A Survey Reveals SMR Use Is Driven by Preference, Not Proof—for Now

In the first study of its kind, researchers surveyed fit pros on their use of SMR. Here’s the first release of the survey’s findings—and the gaps in research that they have brought to the forefront.

by Scott W. Cheatham, PhD, DPT, PT, and Kyle Stull, DHSC, MS

As self-myofascial release continues to grow in popularity, so, too, must the research done on it.

This observational survey study was the first investigation to analyze and document trends in the use of self-myofascial release devices among fitness professionals. The popularity of SMR has increased over the last decade, prompting the creation of various devices and the widespread use by fitness professionals.

THE STUDY: “Trends in the Use of Self-Myofascial Release Devices Among Fitness Professionals: A Descriptive Survey,” by Scott W. Cheatham, Kyle R. Stull & Morey Kolber.

EDITORS’ NOTE: For the past 3 years, the use of self-myofascial release devices has been ranked among the top 20 fitness trends in an annual survey by the American College of Sports Medicine (Thompson 2016a; Thompson 2016b; 2017). The latest edition of NASM Essentials of Personal Fitness Training recommends using SMR before stretching and during the cooldown to “help correct existing muscle imbalances, reduce trigger points (knots within muscle) and inhibit overactive musculature” (NASM 2018).

Still, a quick web search reveals that there is no consensus on the optimal SMR program and parameters for different musculoskeletal conditions, including specifics such as cadence (timing), technique, amount of force and type of rolling device (Beardsley & Škarabot 2015; Cheatham et al. 2015). This lack of scientific guidelines has prompted fitness professionals to use their own preferred methods of SMR, as revealed in this study by Cheatham, Stull and Kolber.

To identify current trends, the study team surveyed fitness pros to learn how they are using SMR devices in their practices. One very important result: More than 86% of respondents reported that they believe there is a gap in current research on SMR. The findings suggest that this perceived gap has led to variations in practice among fitness professionals. Cheatham, Stull & Kolber hope that their findings will inspire more research into the effectiveness of various SMR techniques and devices, eventually resulting in scientific guidelines based upon evidence rather than preference and opinion.

We are honored that they have chosen this issue of American Fitness magazine to discuss their findings for the first time. Read on to learn what else the survey revealed—and whether your practices are in keeping with the most popular trends.
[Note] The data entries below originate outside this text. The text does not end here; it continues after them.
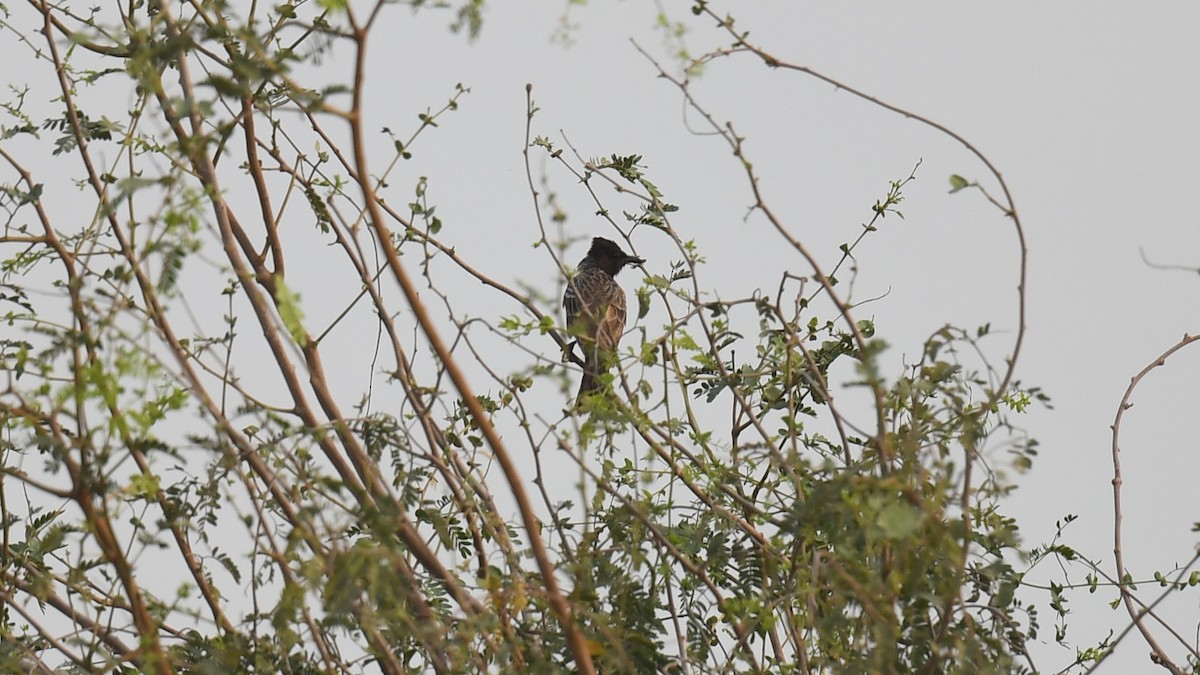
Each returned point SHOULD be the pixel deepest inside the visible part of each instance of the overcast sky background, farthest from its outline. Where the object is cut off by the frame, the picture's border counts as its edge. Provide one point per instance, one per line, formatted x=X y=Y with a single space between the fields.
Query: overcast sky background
x=1089 y=111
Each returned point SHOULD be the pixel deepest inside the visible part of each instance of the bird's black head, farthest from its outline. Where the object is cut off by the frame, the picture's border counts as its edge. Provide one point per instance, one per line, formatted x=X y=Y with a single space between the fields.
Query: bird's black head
x=609 y=256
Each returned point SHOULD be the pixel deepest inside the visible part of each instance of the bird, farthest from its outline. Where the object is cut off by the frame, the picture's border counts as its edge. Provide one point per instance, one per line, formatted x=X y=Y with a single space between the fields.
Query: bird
x=595 y=309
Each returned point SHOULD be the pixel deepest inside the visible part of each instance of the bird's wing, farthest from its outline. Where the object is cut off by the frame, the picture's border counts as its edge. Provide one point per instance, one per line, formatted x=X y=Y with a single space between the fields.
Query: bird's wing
x=612 y=322
x=571 y=303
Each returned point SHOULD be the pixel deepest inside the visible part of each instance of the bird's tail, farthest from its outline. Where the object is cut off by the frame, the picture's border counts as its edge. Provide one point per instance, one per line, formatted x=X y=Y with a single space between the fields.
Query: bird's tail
x=589 y=383
x=588 y=386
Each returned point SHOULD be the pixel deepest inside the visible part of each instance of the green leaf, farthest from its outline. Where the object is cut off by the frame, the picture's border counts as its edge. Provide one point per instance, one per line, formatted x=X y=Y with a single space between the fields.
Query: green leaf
x=898 y=520
x=288 y=304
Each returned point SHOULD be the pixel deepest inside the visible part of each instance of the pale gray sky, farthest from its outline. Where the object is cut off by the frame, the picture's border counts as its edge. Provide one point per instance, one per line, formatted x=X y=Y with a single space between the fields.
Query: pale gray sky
x=1087 y=109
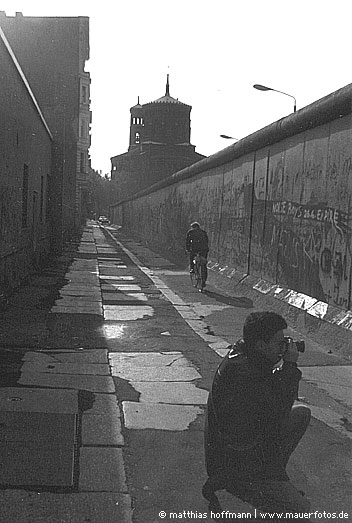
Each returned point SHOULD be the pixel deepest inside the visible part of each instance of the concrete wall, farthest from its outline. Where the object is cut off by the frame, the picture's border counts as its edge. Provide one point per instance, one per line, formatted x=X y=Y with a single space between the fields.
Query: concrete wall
x=277 y=204
x=25 y=147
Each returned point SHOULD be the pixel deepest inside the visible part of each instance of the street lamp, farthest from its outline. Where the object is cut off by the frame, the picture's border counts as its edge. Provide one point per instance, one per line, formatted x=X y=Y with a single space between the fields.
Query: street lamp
x=264 y=88
x=228 y=137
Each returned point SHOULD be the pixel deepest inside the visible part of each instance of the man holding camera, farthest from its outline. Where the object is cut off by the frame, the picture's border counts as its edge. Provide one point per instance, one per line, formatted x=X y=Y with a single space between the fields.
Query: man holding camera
x=252 y=427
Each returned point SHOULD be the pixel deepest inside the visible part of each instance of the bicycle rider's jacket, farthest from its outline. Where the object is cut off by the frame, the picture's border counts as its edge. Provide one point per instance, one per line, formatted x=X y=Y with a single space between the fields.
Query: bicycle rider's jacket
x=247 y=406
x=197 y=242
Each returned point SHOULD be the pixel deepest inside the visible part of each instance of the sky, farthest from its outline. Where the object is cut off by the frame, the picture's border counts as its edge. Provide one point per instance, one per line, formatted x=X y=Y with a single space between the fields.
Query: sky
x=214 y=52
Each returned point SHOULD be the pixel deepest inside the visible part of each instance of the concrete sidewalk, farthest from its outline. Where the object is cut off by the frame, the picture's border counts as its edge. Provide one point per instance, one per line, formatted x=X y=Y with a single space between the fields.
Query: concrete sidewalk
x=106 y=358
x=60 y=422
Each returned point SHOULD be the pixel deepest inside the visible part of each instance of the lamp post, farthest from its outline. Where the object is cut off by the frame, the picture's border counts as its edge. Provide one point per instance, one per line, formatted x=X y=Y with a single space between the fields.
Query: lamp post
x=228 y=137
x=264 y=88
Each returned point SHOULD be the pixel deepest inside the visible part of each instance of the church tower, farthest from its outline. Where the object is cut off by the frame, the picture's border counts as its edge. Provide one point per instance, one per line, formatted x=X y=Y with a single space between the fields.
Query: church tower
x=159 y=146
x=136 y=127
x=167 y=120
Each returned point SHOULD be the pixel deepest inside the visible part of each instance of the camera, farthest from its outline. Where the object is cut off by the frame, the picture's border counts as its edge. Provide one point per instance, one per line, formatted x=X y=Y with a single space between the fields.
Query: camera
x=300 y=345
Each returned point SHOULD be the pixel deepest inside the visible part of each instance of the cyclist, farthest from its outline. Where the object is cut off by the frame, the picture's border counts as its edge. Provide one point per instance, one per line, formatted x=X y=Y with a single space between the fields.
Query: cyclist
x=197 y=243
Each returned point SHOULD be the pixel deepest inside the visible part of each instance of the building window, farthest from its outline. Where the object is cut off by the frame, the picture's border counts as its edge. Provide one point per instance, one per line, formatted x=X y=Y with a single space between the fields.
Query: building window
x=83 y=131
x=25 y=195
x=82 y=163
x=84 y=94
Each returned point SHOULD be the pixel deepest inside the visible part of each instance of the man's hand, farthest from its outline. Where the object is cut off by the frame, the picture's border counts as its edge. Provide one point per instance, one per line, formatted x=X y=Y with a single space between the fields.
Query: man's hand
x=291 y=353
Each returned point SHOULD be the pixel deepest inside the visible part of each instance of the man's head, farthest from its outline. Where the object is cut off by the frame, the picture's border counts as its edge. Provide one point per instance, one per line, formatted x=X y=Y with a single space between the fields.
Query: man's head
x=263 y=331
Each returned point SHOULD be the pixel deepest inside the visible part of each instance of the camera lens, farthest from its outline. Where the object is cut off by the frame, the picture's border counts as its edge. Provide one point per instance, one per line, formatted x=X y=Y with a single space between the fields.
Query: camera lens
x=301 y=346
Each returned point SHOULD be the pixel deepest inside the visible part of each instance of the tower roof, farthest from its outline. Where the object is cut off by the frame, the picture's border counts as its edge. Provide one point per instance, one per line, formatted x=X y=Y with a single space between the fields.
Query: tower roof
x=167 y=99
x=136 y=108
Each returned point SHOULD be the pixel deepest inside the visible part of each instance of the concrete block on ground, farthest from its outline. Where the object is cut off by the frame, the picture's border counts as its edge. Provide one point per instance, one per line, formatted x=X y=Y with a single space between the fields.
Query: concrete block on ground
x=21 y=506
x=67 y=381
x=20 y=399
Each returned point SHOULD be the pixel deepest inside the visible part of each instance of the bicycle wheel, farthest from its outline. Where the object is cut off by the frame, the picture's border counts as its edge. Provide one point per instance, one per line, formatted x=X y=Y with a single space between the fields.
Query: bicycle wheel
x=198 y=276
x=202 y=270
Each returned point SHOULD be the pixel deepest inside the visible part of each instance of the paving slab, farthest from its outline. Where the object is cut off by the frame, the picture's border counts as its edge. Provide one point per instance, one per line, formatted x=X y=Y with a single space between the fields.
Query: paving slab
x=104 y=403
x=147 y=359
x=141 y=416
x=156 y=373
x=127 y=313
x=30 y=464
x=101 y=429
x=181 y=393
x=102 y=470
x=67 y=381
x=117 y=298
x=20 y=399
x=77 y=309
x=335 y=380
x=95 y=369
x=44 y=507
x=38 y=427
x=74 y=356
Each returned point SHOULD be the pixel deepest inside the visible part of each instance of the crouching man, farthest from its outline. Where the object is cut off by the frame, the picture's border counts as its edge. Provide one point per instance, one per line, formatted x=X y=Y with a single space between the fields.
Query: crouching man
x=252 y=427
Study Participants and Methods

In our survey, we reached out to 1,211 fitness professionals from the National Academy of Sports Medicine and Equinox Fitness Clubs. Of the 202 people who responded (111 men, 91 women), more than 97% reported having a fitness certification, and most worked in a fitness or wellness center.

The online survey, which initially had 20 questions, went through two rounds of testing before being pared down to 12 questions in these subject areas:

  • what respondents believe about best practices and gaps in research
  • which SMR devices they recommend and where they suggest clients buy them
  • what practices fit pros suggest, including preferred cadence (number of seconds rolling up and down) and the frequency of SMR interventions (daily, weekly, etc.)
  • how they assess the success of SMR practices
  • how they educate clients on the use of SMR
  • (Note: For a copy of the survey, contact Cheatham at the email address provided at the end of this article.)
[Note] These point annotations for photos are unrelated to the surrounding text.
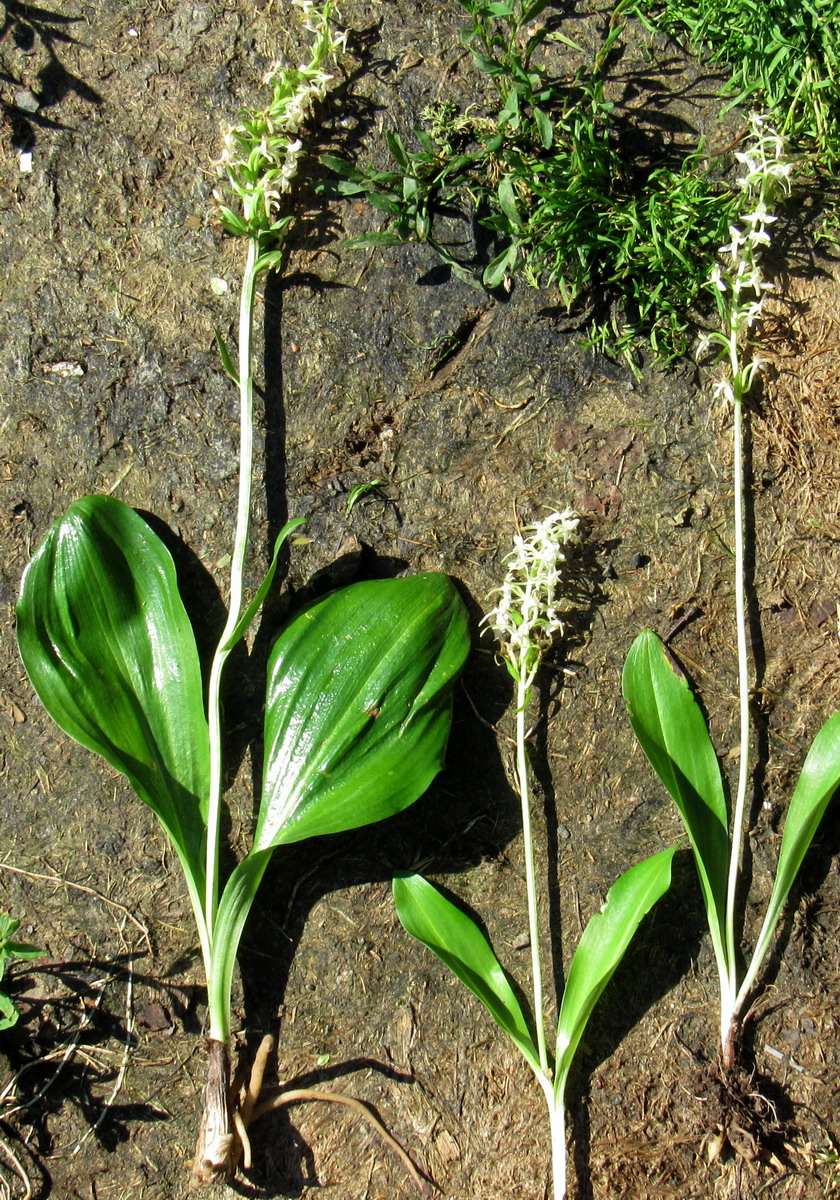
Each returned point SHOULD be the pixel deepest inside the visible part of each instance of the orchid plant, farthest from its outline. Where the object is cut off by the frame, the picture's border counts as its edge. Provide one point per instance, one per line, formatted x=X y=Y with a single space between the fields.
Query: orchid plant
x=527 y=621
x=667 y=720
x=359 y=683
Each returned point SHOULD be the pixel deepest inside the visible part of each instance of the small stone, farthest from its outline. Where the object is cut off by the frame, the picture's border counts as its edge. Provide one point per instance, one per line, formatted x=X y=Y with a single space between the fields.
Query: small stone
x=27 y=101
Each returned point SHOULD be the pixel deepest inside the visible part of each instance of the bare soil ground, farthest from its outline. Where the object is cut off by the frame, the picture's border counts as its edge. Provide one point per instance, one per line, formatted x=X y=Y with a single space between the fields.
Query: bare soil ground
x=111 y=384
Study Results and Discussion

Most respondents were fitness professionals who work in fitness or wellness facilities and have less than 10 years of experience. Professionals with a longer work history (>10 years) or who work in different settings (e.g., small studio or home) may not have access to the same equipment or continuing education as those in larger organizations. This should be considered for future research, since this segment of the industry may be underrepresented in this study. The results of the survey suggest several SMR trends in the fitness industry:

Benefits of SMR. Most respondents believe that SMR helps increase mobility, increase joint range of motion and decrease pain. Medium- to higher-density rollers were thought to have the greatest effects. These results are consistent with current SMR research (Beardsley & Škarabot 2015; Cheatham et al. 2015; Schroeder & Best 2015).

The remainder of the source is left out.